Passion and negativity

I just watched the anime of Shohoku vs. Sannoh (fan-made video: http://www.bilibili.com/video/av9591338/), and I was moved to tears again. I remember the last time I felt this way was when I watched the Shohoku vs. Sannoh game two years ago when I watched the HD remake of Slam Dunk.

As someone who's practically an athlete, I was influenced by Slam Dunk since childhood, always naively believing in "never giving up" and "always striving for first place." I've always lived with this belief. From the 100m to soccer, it's always been about getting first place, never second. Benefiting from my talent, although there have been many setbacks, I've ultimately achieved something.

I've always loved surpassing others, and I'm very proud to keep doing so. This is my 100m record from my first year of high school, one of the few records I've ever broken.

热血与消极 - 222 - Jake blog

Time flies after graduating from university, and various beliefs decay along with it. It's not because I no longer dream of reaching the summit, but because I'm slowly overshadowed by various trivial matters and pressures. Sometimes, I feel extremely unwilling deep down, but I find it hard to clench my fists for long.

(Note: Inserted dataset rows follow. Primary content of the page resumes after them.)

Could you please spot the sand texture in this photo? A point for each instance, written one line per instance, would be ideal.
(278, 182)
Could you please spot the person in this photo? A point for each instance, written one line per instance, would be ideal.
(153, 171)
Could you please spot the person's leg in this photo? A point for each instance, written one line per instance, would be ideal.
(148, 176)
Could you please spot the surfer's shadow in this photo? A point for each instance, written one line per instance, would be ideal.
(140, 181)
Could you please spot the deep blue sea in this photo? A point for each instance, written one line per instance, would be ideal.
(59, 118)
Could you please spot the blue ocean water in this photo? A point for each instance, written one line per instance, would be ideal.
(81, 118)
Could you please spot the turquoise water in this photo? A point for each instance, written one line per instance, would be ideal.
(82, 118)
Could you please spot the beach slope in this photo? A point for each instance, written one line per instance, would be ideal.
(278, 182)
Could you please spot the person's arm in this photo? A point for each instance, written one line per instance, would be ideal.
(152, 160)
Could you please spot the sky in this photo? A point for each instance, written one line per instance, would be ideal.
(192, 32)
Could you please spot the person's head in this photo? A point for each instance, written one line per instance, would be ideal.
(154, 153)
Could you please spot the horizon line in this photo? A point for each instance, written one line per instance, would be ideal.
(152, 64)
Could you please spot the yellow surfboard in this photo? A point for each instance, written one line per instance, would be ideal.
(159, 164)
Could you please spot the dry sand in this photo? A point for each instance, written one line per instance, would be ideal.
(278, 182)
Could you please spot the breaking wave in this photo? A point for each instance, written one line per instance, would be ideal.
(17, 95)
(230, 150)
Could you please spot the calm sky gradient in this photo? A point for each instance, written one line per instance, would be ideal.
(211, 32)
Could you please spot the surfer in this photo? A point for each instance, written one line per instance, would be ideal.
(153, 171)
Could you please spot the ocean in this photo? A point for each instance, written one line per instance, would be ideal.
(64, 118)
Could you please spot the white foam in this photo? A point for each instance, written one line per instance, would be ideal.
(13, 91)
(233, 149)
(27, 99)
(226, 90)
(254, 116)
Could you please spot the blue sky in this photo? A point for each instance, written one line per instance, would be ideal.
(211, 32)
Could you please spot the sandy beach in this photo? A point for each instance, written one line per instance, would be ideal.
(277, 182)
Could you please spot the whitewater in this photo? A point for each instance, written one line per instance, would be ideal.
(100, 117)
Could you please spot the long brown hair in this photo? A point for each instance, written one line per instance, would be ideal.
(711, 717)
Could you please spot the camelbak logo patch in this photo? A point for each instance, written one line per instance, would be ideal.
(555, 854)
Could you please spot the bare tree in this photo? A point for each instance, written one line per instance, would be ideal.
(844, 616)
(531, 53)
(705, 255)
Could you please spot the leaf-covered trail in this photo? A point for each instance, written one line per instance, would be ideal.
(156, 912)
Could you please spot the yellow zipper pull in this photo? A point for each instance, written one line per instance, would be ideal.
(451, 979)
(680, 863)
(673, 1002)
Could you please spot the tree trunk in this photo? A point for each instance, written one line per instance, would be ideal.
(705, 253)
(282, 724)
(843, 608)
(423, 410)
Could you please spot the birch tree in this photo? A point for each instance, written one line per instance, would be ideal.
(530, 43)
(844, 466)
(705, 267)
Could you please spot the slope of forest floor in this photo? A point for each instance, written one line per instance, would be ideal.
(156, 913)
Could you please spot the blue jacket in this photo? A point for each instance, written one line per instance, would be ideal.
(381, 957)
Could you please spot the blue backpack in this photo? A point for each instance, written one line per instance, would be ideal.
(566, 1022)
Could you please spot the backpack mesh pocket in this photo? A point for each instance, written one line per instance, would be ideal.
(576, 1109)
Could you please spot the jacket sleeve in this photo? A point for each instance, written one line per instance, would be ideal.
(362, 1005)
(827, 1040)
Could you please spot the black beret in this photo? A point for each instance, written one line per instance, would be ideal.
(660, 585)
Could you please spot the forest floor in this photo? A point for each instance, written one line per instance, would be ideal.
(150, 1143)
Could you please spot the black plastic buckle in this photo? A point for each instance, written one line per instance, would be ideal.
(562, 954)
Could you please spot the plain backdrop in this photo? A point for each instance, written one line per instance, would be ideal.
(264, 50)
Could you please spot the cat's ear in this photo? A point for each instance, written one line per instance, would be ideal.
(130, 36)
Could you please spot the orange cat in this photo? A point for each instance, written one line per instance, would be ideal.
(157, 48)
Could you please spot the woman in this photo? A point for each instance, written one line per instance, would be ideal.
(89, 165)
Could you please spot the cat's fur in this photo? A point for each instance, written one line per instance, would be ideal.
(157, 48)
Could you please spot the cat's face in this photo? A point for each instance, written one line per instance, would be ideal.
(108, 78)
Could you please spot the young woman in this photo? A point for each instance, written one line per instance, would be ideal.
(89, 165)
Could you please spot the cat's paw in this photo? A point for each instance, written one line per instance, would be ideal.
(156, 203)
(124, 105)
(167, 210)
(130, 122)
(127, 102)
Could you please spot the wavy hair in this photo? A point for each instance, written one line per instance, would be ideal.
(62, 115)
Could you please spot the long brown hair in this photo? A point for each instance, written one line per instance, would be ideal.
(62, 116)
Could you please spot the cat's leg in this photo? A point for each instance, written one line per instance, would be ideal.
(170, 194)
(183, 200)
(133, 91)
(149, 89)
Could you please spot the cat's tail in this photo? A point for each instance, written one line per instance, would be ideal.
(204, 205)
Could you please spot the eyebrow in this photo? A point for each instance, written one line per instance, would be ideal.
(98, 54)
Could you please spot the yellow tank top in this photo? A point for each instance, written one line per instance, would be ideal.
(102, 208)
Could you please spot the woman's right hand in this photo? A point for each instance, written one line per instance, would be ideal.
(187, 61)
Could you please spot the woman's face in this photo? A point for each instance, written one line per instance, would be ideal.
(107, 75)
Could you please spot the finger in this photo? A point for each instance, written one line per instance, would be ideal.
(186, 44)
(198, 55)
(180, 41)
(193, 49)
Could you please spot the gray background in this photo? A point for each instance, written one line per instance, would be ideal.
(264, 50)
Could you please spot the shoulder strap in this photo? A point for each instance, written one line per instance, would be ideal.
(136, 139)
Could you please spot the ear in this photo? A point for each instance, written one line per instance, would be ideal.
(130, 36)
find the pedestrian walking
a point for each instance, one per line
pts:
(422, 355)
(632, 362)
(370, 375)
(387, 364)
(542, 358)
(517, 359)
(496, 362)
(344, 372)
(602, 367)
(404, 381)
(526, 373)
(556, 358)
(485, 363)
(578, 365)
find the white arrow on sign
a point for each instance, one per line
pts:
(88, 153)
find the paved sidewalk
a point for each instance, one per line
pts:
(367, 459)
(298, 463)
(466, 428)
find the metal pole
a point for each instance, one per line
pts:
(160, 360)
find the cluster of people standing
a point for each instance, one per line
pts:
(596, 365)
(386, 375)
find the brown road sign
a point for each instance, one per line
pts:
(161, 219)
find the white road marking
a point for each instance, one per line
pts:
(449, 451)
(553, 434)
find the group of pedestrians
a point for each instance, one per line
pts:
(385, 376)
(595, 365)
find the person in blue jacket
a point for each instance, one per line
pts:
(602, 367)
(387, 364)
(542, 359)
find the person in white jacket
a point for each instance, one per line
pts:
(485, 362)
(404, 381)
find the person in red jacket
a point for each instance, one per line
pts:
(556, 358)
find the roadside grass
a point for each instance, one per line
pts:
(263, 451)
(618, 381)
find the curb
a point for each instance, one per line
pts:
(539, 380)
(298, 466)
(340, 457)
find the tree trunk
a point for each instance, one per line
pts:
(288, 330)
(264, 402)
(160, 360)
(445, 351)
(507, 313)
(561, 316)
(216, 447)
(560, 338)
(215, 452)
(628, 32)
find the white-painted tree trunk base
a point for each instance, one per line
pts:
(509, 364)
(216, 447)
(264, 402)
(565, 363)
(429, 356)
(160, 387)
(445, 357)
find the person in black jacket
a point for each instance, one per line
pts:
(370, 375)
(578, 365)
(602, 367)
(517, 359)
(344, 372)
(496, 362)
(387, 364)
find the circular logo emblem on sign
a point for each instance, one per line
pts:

Today, I revisited the passion of the past—the familiar formula, but a different flavor—and realized the problem lay in compromise and disorganization. "This doesn't matter," "That doesn't matter," it felt like I'd already experienced or achieved all of this, and striving for it again would be exhausting and unfulfilling. I instantly lost heart. A team and a shared goal are crucial. Without a team and a goal, clenching your fists and gritting your teeth alone won't last.

I have nothing, yet I lack nothing. I possess everything, yet I desire nothing.

I'm still an athlete, a warrior. In recent years, the only thing that excites me is the annual soccer tournament. This year's Eastern Conference Cup might be my last chance to win the championship, which excites me immensely, driving me to train from early morning to late at night. In a few years, when I can no longer play and the chance to dominate the nation is gone, the thought is terrifying. No wonder people at this age are already having children; being busy can lead to a life of numbness.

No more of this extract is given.